In the embodiment, the second gas inlet holes 41 are used for transmitting the heat exchange gas flowing out of the porous structure to the bearing surface, the diameter of the second gas inlet holes 41 is smaller than that of the first gas inlet holes 11, and according to paschen's law, under the condition that the pressure of the heat exchange gas is constant, the smaller the diameter of the second gas inlet holes 41 is, the more difficult the gas is to discharge, so as to reduce the occurrence of breakdown discharge.

In summary, the chuck device provided by the present invention can reduce the risk of the occurrence of the breakdown discharge phenomenon in the first air inlet hole 11 by virtue of the porous structure, so as to reduce the probability of the damage of the air inlet channel in the chuck device.

It will be understood that the above embodiments are merely exemplary embodiments taken to illustrate the principles of the present invention, which is not limited thereto. It will be apparent to those skilled in the art that various modifications and improvements can be made without departing from the spirit and substance of the invention, and these modifications and improvements are also considered to be within the scope of the invention.

Claims

1. A chuck apparatus, comprising:

2. The chucking device of claim 1, wherein said porous structure comprises a cylindrical sponge.

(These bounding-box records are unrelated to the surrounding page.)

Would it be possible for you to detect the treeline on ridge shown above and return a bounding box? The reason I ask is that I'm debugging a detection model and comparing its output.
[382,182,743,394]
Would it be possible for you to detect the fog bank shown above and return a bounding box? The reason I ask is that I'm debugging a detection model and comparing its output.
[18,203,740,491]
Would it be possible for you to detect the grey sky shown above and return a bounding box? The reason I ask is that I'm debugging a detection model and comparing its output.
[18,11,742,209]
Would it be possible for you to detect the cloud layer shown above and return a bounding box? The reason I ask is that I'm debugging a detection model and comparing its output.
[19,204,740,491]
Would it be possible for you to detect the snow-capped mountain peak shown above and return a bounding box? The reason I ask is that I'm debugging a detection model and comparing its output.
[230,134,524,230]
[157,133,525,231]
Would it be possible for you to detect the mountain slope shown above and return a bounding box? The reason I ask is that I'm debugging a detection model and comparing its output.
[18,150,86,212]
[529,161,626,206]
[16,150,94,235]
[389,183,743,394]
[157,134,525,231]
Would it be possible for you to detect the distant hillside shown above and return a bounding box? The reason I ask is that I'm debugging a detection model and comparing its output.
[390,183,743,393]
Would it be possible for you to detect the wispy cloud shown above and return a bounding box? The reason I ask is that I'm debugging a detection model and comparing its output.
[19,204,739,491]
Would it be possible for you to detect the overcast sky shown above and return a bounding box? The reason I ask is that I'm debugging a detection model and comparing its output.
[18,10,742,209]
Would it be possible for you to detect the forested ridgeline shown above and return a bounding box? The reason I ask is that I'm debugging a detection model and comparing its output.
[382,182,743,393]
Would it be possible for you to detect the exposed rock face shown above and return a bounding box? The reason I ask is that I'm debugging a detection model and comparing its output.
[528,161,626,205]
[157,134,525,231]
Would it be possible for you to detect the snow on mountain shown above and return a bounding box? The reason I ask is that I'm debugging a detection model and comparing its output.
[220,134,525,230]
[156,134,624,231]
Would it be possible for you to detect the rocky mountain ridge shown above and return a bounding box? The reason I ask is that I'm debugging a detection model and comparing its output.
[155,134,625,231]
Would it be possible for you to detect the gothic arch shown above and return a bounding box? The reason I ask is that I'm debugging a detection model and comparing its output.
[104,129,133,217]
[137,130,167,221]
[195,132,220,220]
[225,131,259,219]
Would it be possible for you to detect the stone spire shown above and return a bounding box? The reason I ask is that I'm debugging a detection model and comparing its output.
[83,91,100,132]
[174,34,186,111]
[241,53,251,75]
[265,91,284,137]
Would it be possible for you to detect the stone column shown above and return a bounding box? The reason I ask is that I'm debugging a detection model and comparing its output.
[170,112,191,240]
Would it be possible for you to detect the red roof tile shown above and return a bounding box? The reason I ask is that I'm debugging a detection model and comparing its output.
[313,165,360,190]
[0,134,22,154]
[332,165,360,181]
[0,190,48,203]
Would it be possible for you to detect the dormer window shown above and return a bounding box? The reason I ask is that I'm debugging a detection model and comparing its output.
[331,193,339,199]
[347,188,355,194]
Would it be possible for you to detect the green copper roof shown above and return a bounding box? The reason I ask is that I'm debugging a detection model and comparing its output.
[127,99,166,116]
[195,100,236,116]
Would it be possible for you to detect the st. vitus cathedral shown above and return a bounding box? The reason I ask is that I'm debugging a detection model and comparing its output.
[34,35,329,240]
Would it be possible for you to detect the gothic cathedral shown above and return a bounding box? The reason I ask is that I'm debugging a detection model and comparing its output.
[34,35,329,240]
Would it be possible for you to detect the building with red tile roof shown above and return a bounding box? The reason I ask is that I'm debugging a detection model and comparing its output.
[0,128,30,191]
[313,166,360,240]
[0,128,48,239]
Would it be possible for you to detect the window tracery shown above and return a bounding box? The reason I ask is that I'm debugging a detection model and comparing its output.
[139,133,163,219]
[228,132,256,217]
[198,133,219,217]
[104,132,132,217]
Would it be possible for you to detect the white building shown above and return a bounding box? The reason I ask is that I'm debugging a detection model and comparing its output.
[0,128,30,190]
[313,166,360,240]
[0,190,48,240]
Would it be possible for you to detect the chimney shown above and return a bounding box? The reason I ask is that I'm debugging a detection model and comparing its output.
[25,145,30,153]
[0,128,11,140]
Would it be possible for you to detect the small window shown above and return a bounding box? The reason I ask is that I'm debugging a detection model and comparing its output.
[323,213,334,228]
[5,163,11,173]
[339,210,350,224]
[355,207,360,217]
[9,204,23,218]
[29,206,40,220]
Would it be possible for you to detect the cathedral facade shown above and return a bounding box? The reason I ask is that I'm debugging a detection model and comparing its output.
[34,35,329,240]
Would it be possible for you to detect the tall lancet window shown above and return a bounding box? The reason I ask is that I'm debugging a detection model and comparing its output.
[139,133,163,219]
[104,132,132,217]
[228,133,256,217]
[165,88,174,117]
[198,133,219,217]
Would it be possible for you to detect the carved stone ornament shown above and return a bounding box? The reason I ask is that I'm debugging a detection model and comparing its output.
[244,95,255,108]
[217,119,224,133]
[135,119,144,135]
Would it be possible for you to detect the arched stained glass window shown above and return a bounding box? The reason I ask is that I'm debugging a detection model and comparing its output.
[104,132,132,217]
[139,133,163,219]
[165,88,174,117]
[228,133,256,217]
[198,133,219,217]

3. The chucking device of claim 2, wherein the diameter of each hole in the sponge ranges from 0.1mm to 0.3 mm.

4. The chuck device according to claim 1, wherein an annular groove is provided on a hole wall of the first intake hole circumferentially therearound, the shield being disposed in the annular groove.

5. The chuck assembly according to claim 4, further comprising an insulating ring disposed in the annular recess, the shield filling an inner space of the insulating ring.

6. The chuck assembly according to claim 5, wherein the outer peripheral wall of the shield abuts the inner peripheral wall of the insulating ring.

7. The chuck assembly of claim 6, wherein the chuck includes a chuck body and an insulating layer disposed on the chuck body, wherein,

8. The chuck device as claimed in claim 7, wherein the annular groove penetrates to a bottom surface of the insulating layer in an axial direction of the first intake hole, and an end surface of the shielding member is fitted to the bottom surface of the insulating layer.

9. The chucking device as recited in claim 8 wherein the diameter of said second intake port is smaller than the diameter of said first intake port.

10. A semiconductor processing apparatus comprising a reaction chamber in which a chuck device for carrying a workpiece to be processed is disposed, wherein the chuck device employs the chuck device of any one of claims 1 to 9.